|Understanding my Labs
Dec 25, 2011
I am writing from South Africa and I am getting sort of frustrated with the answers I get when I try to understand my latest labs.
I have been HIV+ for more than 25 years now and for the last 15 years my CD$ count never reached 625, now all of a sudden it jumped into the normal range and all the doctors tell me is that I should be thankful.
My latest results are as follows (the normal range is in brackets):
CD4 927 (700 - 1100) previous result was 512 six months ago Total T Cell count 3061 (1100 - 1700) previously 2012 CD8 2035 (500 - 900) - have not been done in years CD4:CD8 0.46 (1.0 - 1.5)
I am overjoyed that my CD4 count is now in the normal range, but why would it suddenly increase so much in a six month period and after battling to get it over 600 for more than 15 years.
The rest of the labs is apparently "normal" for an HIV+ person and according to the doctors I should not be concerned about it.
My GP, unbelievably, does not understand the results either and every time I go for blood tests I need to contact a Mens Health clinic some distance away for an explanation of the results.
Even in a city like Cape Town, which is already some distance away, it is extremely difficult to find a HIV clinician that are prepared to take on new patients at the rates that my medical insurance is prepared to pay.
In South Africa certain rates are fixed for medical insurance and should doctors charge more than the national rate the patient has to pay the difference and when specialist charge more than 4 times the national rate it becomes an extremely expensive situation.
Just to make an appointment with an HIV Clinician to help me understand my labs better will set me back a minimum of R750 for an 15 min appointment and my medical insurance only cover around R250.
For the past 15 years I have had to make do with what I could learn from the internet, but I just cannot seem to get to a good reason as to why my CD4 count suddenly increased by so much.
Please help with some info.
IB South Africa
| Response from Dr.
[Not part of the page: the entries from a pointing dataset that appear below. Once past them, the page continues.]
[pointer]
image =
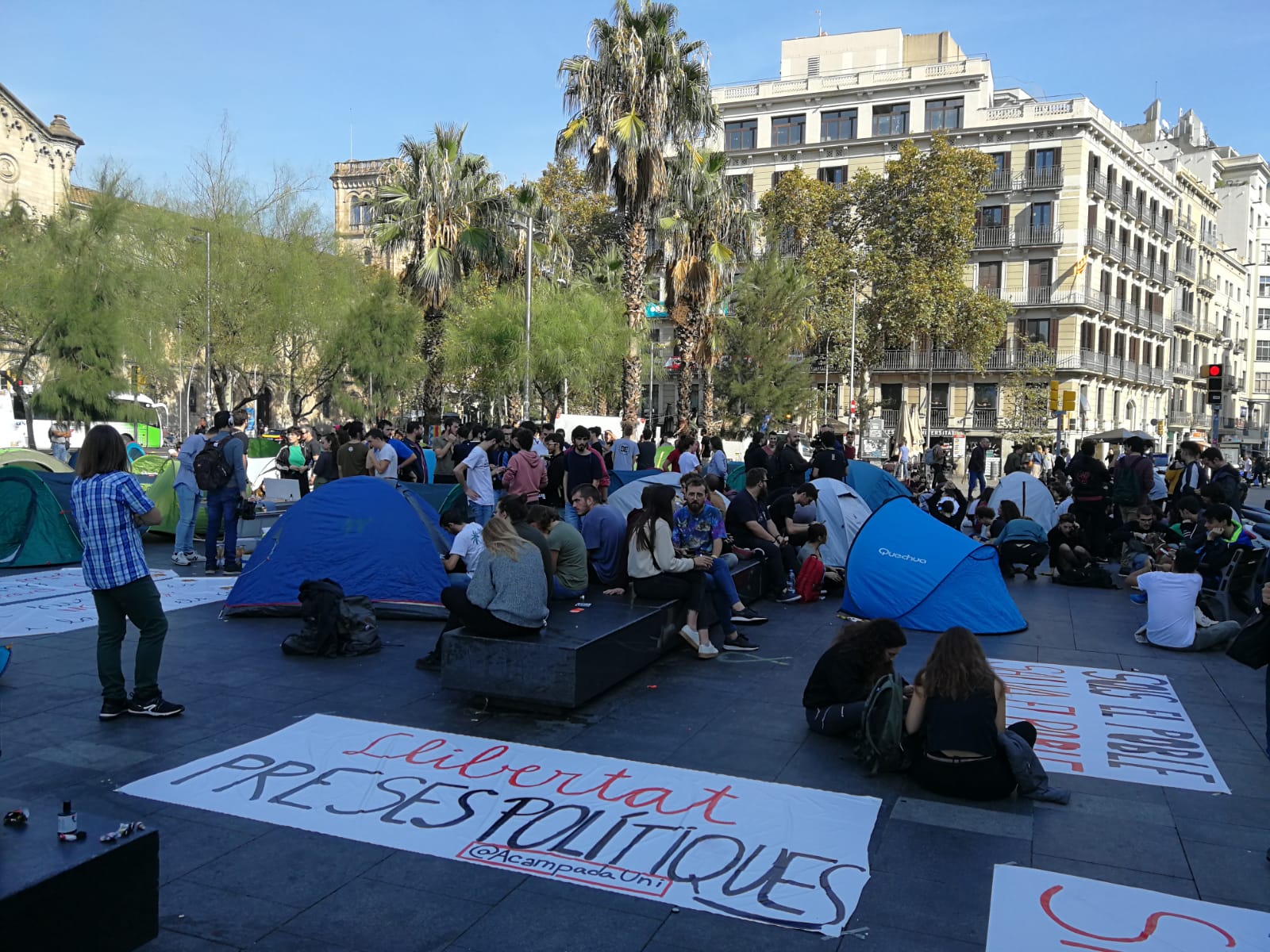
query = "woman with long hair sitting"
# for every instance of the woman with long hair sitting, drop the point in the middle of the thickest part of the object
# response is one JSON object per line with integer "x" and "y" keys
{"x": 836, "y": 692}
{"x": 658, "y": 573}
{"x": 956, "y": 712}
{"x": 507, "y": 596}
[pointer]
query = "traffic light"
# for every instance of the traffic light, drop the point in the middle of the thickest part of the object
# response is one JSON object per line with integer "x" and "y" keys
{"x": 1214, "y": 385}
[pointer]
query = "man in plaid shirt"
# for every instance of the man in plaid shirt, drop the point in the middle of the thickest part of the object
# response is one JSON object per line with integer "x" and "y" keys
{"x": 110, "y": 507}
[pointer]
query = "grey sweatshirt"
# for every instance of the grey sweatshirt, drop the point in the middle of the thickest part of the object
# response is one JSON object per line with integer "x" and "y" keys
{"x": 514, "y": 590}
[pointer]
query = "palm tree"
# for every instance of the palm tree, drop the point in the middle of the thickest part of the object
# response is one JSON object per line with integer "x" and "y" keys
{"x": 709, "y": 228}
{"x": 446, "y": 209}
{"x": 643, "y": 88}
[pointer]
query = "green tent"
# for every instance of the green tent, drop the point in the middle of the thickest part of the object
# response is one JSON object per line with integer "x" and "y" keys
{"x": 33, "y": 528}
{"x": 164, "y": 497}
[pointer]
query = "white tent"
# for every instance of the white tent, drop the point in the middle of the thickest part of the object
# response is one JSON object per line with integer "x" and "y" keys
{"x": 1030, "y": 495}
{"x": 842, "y": 513}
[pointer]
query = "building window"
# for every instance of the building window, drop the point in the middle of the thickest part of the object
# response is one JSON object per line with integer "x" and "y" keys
{"x": 789, "y": 130}
{"x": 835, "y": 175}
{"x": 944, "y": 113}
{"x": 740, "y": 135}
{"x": 838, "y": 125}
{"x": 891, "y": 120}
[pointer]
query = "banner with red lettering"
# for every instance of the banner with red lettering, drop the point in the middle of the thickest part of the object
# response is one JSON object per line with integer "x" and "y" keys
{"x": 1121, "y": 725}
{"x": 766, "y": 852}
{"x": 1045, "y": 912}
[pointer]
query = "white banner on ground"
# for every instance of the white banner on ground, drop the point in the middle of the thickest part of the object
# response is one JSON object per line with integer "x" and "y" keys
{"x": 44, "y": 603}
{"x": 1045, "y": 912}
{"x": 757, "y": 850}
{"x": 1121, "y": 725}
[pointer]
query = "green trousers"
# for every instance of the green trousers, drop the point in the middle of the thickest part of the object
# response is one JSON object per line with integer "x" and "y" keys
{"x": 139, "y": 602}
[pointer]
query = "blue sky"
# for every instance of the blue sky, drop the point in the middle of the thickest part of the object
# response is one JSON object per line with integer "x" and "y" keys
{"x": 148, "y": 82}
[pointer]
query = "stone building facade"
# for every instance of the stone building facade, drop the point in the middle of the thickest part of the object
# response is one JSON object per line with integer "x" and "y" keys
{"x": 36, "y": 159}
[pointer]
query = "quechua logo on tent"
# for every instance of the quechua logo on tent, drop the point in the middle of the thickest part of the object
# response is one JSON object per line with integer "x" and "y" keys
{"x": 902, "y": 556}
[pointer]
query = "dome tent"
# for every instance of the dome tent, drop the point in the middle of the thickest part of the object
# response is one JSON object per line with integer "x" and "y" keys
{"x": 35, "y": 530}
{"x": 1030, "y": 495}
{"x": 912, "y": 568}
{"x": 360, "y": 532}
{"x": 842, "y": 513}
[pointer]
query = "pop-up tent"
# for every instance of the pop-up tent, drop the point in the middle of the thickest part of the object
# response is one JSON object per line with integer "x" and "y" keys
{"x": 842, "y": 513}
{"x": 912, "y": 568}
{"x": 360, "y": 532}
{"x": 1030, "y": 495}
{"x": 874, "y": 486}
{"x": 35, "y": 530}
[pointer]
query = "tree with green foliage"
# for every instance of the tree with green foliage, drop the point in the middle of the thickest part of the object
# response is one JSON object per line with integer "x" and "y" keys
{"x": 765, "y": 336}
{"x": 641, "y": 88}
{"x": 706, "y": 230}
{"x": 446, "y": 209}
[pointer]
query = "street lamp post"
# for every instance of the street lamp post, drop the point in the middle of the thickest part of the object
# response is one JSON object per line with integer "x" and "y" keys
{"x": 206, "y": 238}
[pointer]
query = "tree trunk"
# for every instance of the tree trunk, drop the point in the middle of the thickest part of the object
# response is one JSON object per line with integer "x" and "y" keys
{"x": 633, "y": 291}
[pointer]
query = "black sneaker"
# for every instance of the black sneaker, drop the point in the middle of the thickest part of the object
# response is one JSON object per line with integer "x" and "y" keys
{"x": 156, "y": 708}
{"x": 112, "y": 708}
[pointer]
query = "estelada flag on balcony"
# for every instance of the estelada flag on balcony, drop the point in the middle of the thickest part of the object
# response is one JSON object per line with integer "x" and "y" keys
{"x": 927, "y": 577}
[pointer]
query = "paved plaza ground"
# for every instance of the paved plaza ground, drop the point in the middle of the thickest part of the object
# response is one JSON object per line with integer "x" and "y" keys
{"x": 230, "y": 882}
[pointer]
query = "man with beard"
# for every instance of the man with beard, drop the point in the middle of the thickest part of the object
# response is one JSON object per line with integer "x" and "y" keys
{"x": 751, "y": 527}
{"x": 698, "y": 531}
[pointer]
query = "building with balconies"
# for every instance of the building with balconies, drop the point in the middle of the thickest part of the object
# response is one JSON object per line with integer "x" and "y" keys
{"x": 1076, "y": 228}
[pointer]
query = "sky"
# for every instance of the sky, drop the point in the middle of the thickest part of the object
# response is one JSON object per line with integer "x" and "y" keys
{"x": 146, "y": 83}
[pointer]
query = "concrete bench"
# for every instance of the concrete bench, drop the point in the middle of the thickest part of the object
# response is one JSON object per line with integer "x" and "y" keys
{"x": 86, "y": 895}
{"x": 579, "y": 654}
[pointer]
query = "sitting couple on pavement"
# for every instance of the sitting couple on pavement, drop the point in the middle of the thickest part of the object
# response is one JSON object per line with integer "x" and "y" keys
{"x": 954, "y": 712}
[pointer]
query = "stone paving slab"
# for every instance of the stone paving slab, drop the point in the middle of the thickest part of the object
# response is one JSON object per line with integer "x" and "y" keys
{"x": 237, "y": 884}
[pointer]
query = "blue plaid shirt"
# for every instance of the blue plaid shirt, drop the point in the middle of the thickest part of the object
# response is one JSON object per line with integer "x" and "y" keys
{"x": 105, "y": 505}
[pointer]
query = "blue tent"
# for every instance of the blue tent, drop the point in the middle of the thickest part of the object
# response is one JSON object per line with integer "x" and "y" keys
{"x": 360, "y": 532}
{"x": 874, "y": 486}
{"x": 912, "y": 568}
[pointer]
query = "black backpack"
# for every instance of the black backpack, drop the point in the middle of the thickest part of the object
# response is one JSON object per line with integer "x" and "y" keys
{"x": 334, "y": 624}
{"x": 882, "y": 727}
{"x": 213, "y": 470}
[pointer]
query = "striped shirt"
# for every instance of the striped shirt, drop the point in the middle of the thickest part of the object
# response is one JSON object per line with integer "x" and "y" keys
{"x": 105, "y": 505}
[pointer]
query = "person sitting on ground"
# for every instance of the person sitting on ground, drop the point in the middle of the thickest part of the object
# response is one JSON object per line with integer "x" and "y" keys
{"x": 817, "y": 536}
{"x": 984, "y": 516}
{"x": 952, "y": 512}
{"x": 833, "y": 700}
{"x": 658, "y": 574}
{"x": 1172, "y": 619}
{"x": 525, "y": 476}
{"x": 1223, "y": 537}
{"x": 514, "y": 509}
{"x": 1066, "y": 552}
{"x": 1189, "y": 524}
{"x": 507, "y": 596}
{"x": 1022, "y": 543}
{"x": 1143, "y": 539}
{"x": 952, "y": 720}
{"x": 465, "y": 550}
{"x": 749, "y": 524}
{"x": 603, "y": 531}
{"x": 784, "y": 505}
{"x": 568, "y": 552}
{"x": 1007, "y": 511}
{"x": 698, "y": 531}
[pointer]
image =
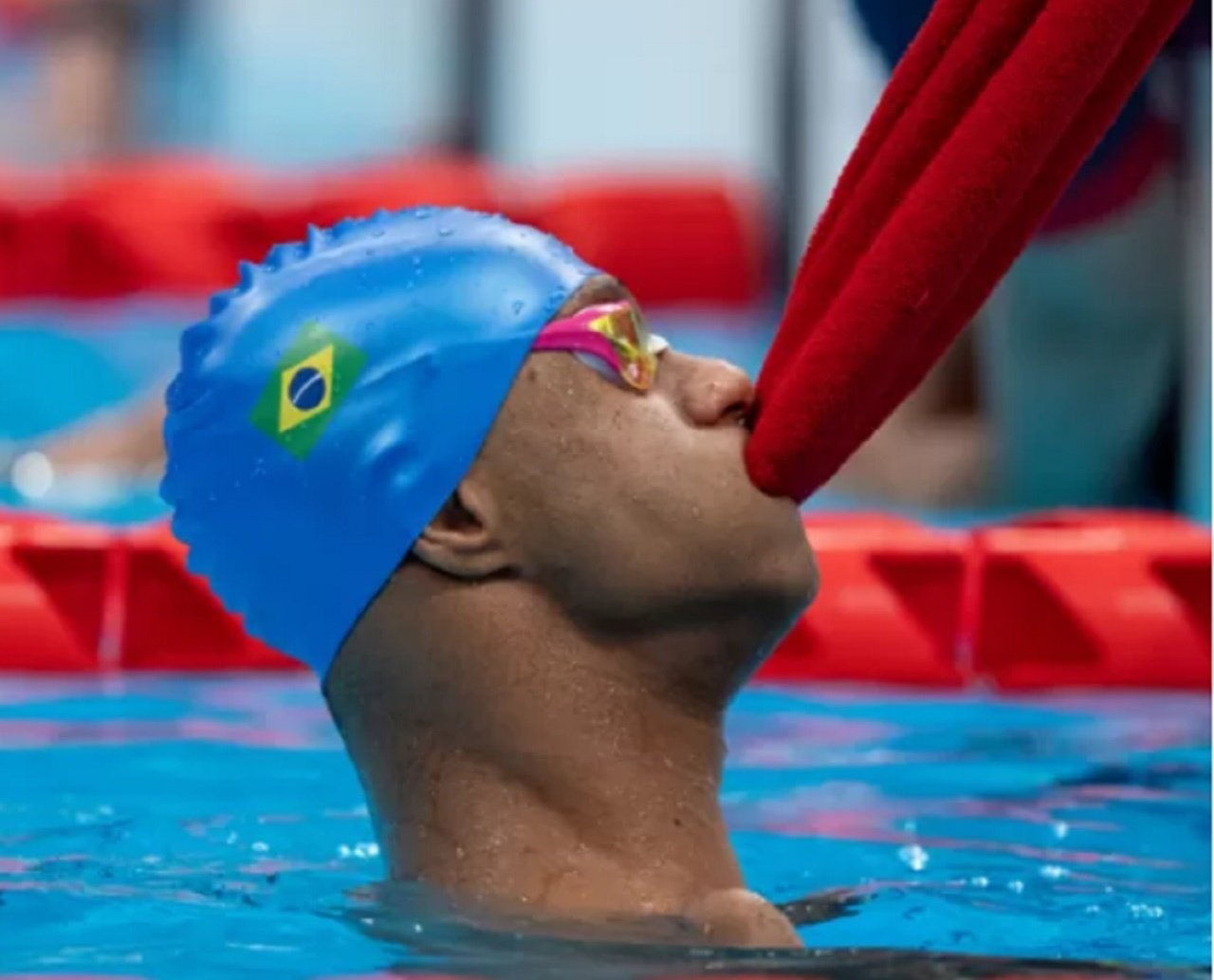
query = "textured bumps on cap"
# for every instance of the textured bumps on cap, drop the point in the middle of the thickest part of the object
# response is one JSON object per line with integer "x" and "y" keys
{"x": 424, "y": 317}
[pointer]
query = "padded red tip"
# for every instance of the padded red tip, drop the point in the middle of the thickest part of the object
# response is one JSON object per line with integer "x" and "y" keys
{"x": 933, "y": 209}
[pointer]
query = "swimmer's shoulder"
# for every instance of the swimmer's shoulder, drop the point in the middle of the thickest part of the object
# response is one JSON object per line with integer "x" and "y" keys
{"x": 737, "y": 917}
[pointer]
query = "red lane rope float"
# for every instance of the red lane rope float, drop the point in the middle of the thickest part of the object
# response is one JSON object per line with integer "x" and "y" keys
{"x": 983, "y": 125}
{"x": 1063, "y": 600}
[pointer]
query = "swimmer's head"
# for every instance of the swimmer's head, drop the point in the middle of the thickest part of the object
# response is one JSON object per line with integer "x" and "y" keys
{"x": 395, "y": 391}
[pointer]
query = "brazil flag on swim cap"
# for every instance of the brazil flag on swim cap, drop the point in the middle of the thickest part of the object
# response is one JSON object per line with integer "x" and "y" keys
{"x": 307, "y": 386}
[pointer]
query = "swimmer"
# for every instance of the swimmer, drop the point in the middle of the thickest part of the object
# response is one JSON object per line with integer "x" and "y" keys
{"x": 443, "y": 462}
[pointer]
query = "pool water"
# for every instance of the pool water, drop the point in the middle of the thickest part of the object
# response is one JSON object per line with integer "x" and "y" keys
{"x": 197, "y": 827}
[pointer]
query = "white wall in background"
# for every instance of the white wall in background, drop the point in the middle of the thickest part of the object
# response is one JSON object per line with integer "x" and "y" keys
{"x": 650, "y": 82}
{"x": 313, "y": 82}
{"x": 1196, "y": 426}
{"x": 842, "y": 78}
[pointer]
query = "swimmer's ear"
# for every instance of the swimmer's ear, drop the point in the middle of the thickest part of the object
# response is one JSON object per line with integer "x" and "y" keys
{"x": 459, "y": 541}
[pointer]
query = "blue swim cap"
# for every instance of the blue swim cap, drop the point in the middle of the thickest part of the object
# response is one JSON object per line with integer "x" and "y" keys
{"x": 333, "y": 401}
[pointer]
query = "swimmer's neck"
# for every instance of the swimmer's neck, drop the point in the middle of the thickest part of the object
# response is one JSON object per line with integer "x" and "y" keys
{"x": 531, "y": 767}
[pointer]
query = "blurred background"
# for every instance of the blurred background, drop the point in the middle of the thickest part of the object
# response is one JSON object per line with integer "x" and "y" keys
{"x": 685, "y": 144}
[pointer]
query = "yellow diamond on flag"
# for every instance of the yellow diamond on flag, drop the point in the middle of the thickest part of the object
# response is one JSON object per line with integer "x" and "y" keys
{"x": 306, "y": 390}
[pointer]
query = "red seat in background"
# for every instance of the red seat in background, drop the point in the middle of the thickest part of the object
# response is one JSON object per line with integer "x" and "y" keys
{"x": 671, "y": 239}
{"x": 147, "y": 226}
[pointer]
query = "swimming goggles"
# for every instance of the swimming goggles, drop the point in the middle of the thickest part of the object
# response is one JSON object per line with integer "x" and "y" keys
{"x": 611, "y": 338}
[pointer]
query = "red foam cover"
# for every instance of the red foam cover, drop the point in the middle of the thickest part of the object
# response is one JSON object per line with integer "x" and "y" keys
{"x": 991, "y": 113}
{"x": 889, "y": 610}
{"x": 53, "y": 585}
{"x": 173, "y": 620}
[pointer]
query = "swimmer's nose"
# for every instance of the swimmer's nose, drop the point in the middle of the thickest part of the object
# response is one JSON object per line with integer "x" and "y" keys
{"x": 710, "y": 391}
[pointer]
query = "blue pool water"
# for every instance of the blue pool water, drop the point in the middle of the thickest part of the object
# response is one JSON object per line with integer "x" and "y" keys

Holodniy
You don't indicate whether you are on HIV treatment and what your viral load, or CD4% is or their trend over time. It looks like your total t lymphocyte count has increased, which is why you are seeing a CD4 increase. But I suspect your CD4% has not changed, which then means that this is likely a transitory and not permanent increase. If the CD4% has increased accordingly then this could represent a real increase.